Action recognition is key for many tasks such as automatic annotation of videos, improved human-computer interaction and guidance in monitoring public spaces. As the amount of available videos from different sources (from raw personal videos to more professional content) has dramatically increased in the last few years, new propositions are needed to organize this new data.
Most recent state-of-the-art recent techniques for action recognition in naturalistic and unconstrained video documents such as movies or broadcast data rely on Bag-of-Word representations built from Spatio-Temporal interest point descriptors and collected over long video segments. Such methods, however, often suffer from two severe and related drawbacks:
• the time information is discarded, although actions are often characterized by strong temporal components;
• activities in the same video segments are mixed in the representation, and plagues recognition algorithms that are based on these.

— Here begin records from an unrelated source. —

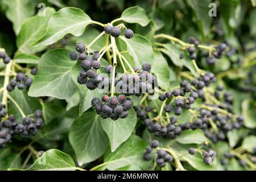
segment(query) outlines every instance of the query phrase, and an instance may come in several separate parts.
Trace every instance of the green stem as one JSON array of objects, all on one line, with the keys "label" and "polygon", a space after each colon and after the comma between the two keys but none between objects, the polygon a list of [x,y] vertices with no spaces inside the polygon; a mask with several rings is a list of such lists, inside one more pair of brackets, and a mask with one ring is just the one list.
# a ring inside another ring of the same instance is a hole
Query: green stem
[{"label": "green stem", "polygon": [[112,22],[111,22],[110,24],[113,24],[114,23],[115,23],[117,22],[121,21],[122,20],[123,20],[123,19],[122,18],[117,18],[117,19],[113,20]]},{"label": "green stem", "polygon": [[109,44],[109,46],[108,46],[108,47],[106,47],[103,51],[102,52],[101,52],[101,55],[100,56],[100,57],[98,58],[98,60],[100,61],[101,59],[103,57],[103,56],[104,55],[105,53],[108,51],[108,50],[109,50],[111,47],[112,47],[112,44]]},{"label": "green stem", "polygon": [[24,118],[26,117],[26,114],[24,114],[23,111],[20,108],[18,103],[13,98],[13,97],[11,97],[11,96],[10,96],[8,94],[7,94],[7,98],[15,105],[16,107],[17,107],[22,117]]},{"label": "green stem", "polygon": [[169,152],[174,158],[174,163],[176,165],[176,168],[177,169],[181,170],[181,171],[186,171],[186,169],[184,169],[183,166],[182,166],[181,163],[180,163],[180,160],[179,160],[178,157],[177,156],[177,155],[176,154],[175,152],[173,151],[171,148],[162,148],[163,150],[164,150],[165,151]]},{"label": "green stem", "polygon": [[32,154],[32,152],[30,151],[30,153],[28,154],[28,156],[27,156],[27,158],[26,158],[25,161],[24,162],[24,163],[22,164],[22,166],[21,167],[21,168],[22,169],[23,169],[26,167],[26,166],[27,166],[27,163],[28,162],[28,161],[30,160],[30,158],[31,158]]},{"label": "green stem", "polygon": [[98,24],[98,25],[99,25],[100,26],[102,26],[102,27],[105,27],[105,24],[103,24],[103,23],[101,23],[100,22],[96,22],[96,21],[92,20],[92,23],[96,24]]}]

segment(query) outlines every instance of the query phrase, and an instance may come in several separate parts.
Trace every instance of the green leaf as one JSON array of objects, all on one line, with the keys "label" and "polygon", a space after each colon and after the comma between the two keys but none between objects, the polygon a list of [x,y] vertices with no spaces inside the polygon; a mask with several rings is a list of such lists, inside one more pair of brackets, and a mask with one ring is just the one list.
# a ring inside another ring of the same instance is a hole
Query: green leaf
[{"label": "green leaf", "polygon": [[235,158],[230,159],[226,168],[229,171],[243,171],[243,168],[241,167],[238,161]]},{"label": "green leaf", "polygon": [[183,156],[180,158],[181,160],[187,162],[194,168],[200,171],[214,170],[215,165],[205,164],[203,162],[203,156],[200,154],[196,153],[195,155],[190,155],[188,153],[190,147],[195,147],[195,146],[184,145],[176,143],[171,146],[176,153],[179,154],[179,156]]},{"label": "green leaf", "polygon": [[108,136],[100,123],[102,119],[95,111],[87,111],[71,126],[69,141],[80,166],[100,157],[108,146]]},{"label": "green leaf", "polygon": [[15,55],[14,60],[17,63],[38,64],[40,57],[24,53],[18,53]]},{"label": "green leaf", "polygon": [[155,52],[155,59],[151,68],[151,72],[155,73],[160,88],[168,90],[170,88],[169,66],[166,60],[159,52]]},{"label": "green leaf", "polygon": [[56,49],[43,55],[28,96],[59,99],[73,96],[77,86],[72,78],[71,69],[76,62],[70,60],[69,53],[67,49]]},{"label": "green leaf", "polygon": [[68,111],[71,108],[78,105],[79,104],[80,100],[80,96],[79,91],[76,92],[71,97],[66,98],[66,102],[68,103],[66,110]]},{"label": "green leaf", "polygon": [[[199,30],[204,36],[209,33],[210,26],[213,17],[208,15],[210,9],[208,7],[210,0],[188,0],[188,3],[194,10],[196,15],[196,23]],[[216,10],[217,11],[217,10]]]},{"label": "green leaf", "polygon": [[200,130],[185,130],[182,132],[180,136],[176,138],[175,140],[182,144],[202,144],[209,139],[205,137],[204,133]]},{"label": "green leaf", "polygon": [[28,169],[10,168],[9,171],[75,171],[72,158],[57,149],[47,150]]},{"label": "green leaf", "polygon": [[253,148],[256,147],[256,136],[251,135],[245,138],[242,143],[242,147],[251,152]]},{"label": "green leaf", "polygon": [[43,115],[46,124],[54,118],[63,117],[64,114],[64,108],[57,103],[44,102],[43,104]]},{"label": "green leaf", "polygon": [[[166,54],[172,60],[172,63],[177,67],[185,67],[194,75],[197,75],[195,68],[193,65],[192,61],[190,60],[187,53],[183,52],[181,47],[178,46],[167,43],[164,44],[164,49],[163,49],[163,52]],[[180,55],[183,53],[184,58],[180,59]]]},{"label": "green leaf", "polygon": [[109,136],[111,151],[125,142],[131,135],[137,122],[136,112],[131,108],[129,111],[127,118],[113,121],[110,118],[101,120],[103,130]]},{"label": "green leaf", "polygon": [[21,166],[20,155],[11,151],[6,147],[0,150],[0,170],[7,170],[9,168],[19,168]]},{"label": "green leaf", "polygon": [[38,46],[52,44],[67,34],[80,36],[85,27],[91,23],[90,18],[82,10],[64,7],[50,18],[46,34],[35,44]]},{"label": "green leaf", "polygon": [[122,13],[121,19],[127,23],[138,23],[143,27],[146,26],[150,22],[145,10],[138,6],[126,9]]},{"label": "green leaf", "polygon": [[250,99],[246,99],[242,102],[242,115],[245,118],[244,123],[245,126],[250,129],[256,128],[255,106],[256,102]]},{"label": "green leaf", "polygon": [[3,0],[3,3],[8,7],[6,16],[13,23],[13,29],[17,35],[23,21],[35,13],[33,3],[30,0]]},{"label": "green leaf", "polygon": [[24,22],[16,39],[19,51],[33,54],[46,48],[46,46],[31,47],[31,44],[46,34],[48,22],[55,13],[53,8],[47,7],[45,16],[37,14]]},{"label": "green leaf", "polygon": [[151,162],[143,158],[147,144],[139,137],[132,135],[114,152],[109,151],[104,157],[106,168],[116,170],[130,165],[129,170],[146,170]]},{"label": "green leaf", "polygon": [[133,39],[130,39],[122,36],[119,36],[119,38],[126,43],[128,53],[133,57],[135,66],[141,68],[145,63],[152,65],[154,52],[148,40],[138,34],[134,34]]},{"label": "green leaf", "polygon": [[[20,90],[15,88],[10,93],[10,96],[22,108],[24,114],[26,115],[34,114],[37,109],[41,109],[42,106],[37,98],[30,97],[27,96],[26,90]],[[9,105],[10,113],[15,115],[16,119],[22,119],[19,110],[16,106],[11,103]]]}]

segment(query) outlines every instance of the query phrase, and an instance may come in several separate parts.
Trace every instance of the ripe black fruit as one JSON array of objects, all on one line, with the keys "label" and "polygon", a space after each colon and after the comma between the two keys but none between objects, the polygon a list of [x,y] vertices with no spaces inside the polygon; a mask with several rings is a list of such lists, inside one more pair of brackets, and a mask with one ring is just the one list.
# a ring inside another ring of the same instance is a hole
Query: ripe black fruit
[{"label": "ripe black fruit", "polygon": [[79,75],[77,76],[77,82],[81,84],[84,85],[87,82],[88,78],[86,77],[82,77],[81,75]]},{"label": "ripe black fruit", "polygon": [[94,53],[92,57],[93,60],[98,60],[98,58],[99,58],[100,56],[101,56],[101,54],[100,53],[98,53],[98,52]]},{"label": "ripe black fruit", "polygon": [[110,33],[113,37],[117,38],[121,34],[121,30],[118,27],[113,27],[110,28]]},{"label": "ripe black fruit", "polygon": [[114,68],[111,64],[107,65],[105,67],[105,70],[106,71],[106,72],[107,72],[108,73],[111,73],[113,69]]},{"label": "ripe black fruit", "polygon": [[89,80],[86,84],[86,87],[88,89],[93,90],[97,88],[97,85],[94,82],[93,80]]},{"label": "ripe black fruit", "polygon": [[145,63],[142,65],[142,69],[147,72],[149,71],[151,69],[151,66],[148,63]]},{"label": "ripe black fruit", "polygon": [[77,53],[75,51],[72,51],[69,53],[69,57],[72,60],[76,60],[78,58]]},{"label": "ripe black fruit", "polygon": [[125,36],[126,39],[130,39],[133,36],[133,31],[131,29],[126,29],[125,31]]},{"label": "ripe black fruit", "polygon": [[19,82],[23,81],[26,76],[23,73],[18,73],[16,75],[16,80]]},{"label": "ripe black fruit", "polygon": [[156,148],[159,146],[159,142],[158,142],[158,140],[153,140],[151,142],[151,143],[150,144],[150,146],[152,148]]},{"label": "ripe black fruit", "polygon": [[94,60],[92,61],[92,65],[94,69],[98,69],[101,67],[101,63],[99,61]]},{"label": "ripe black fruit", "polygon": [[194,155],[195,154],[196,154],[196,149],[195,148],[190,148],[189,150],[188,150],[188,152],[189,153],[189,154],[191,155]]},{"label": "ripe black fruit", "polygon": [[104,27],[104,31],[106,34],[109,34],[110,32],[111,28],[112,28],[112,26],[109,25],[107,25]]},{"label": "ripe black fruit", "polygon": [[101,111],[106,115],[110,115],[112,113],[113,109],[108,105],[104,105],[101,109]]},{"label": "ripe black fruit", "polygon": [[76,49],[77,52],[83,52],[85,51],[85,46],[81,42],[80,42],[76,44]]},{"label": "ripe black fruit", "polygon": [[88,71],[92,68],[92,62],[89,59],[83,60],[81,63],[81,67],[85,71]]}]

To address these issues, we will investigate novel techniques relying on principled probablistic techniques (the so called topic models) and symbolic pattern mining to capture information lying in the temporal relationships between recognized “action” units in order to enhance performances of action recognition algorithms. To this end we will rely on and greatly extend our previous work on the automatic extraction of temporal motifs from word × time documents as a basis to investigate video-based action recognition. This method, applied to large amounts of surveillance data, not only captures the co-occurrence between words, but also the order in which they occur, and can handle interleaved activites. Investigated techniques will be focused around three main axes.
1. Motif representation will address the development of models with a hierarchical structure allowing to identify recurring sequences of lower-level temporal motifs, and improving the robustness of the motif representation to handle the usually small amount of data available in supervised action classification. 2. Action recognition in unconstrained video documents which investigate the recognition of actions in videos using Motifs extracted from spatio-temporal interest point (STIP) descriptor BoW representations, leveraging on our modeling to identify meaningful and interleaved temporal patterns with longer temporal support than those of STIP, and addressing corresponding challenges (generative
vs discriminative modeling, vocabulary size, complexity).
3. Joint temporal and spatial action learning and recognition will address the learning of action motifs while jointly infering where these motifs occur in the images in addition to when they occur as currently performed by our model, allowing to address weakly supervised action recognition tasks. Evaluation on standard human action, movie, and sports databases from the litterature will be conducted to assess the performances of our algorithms.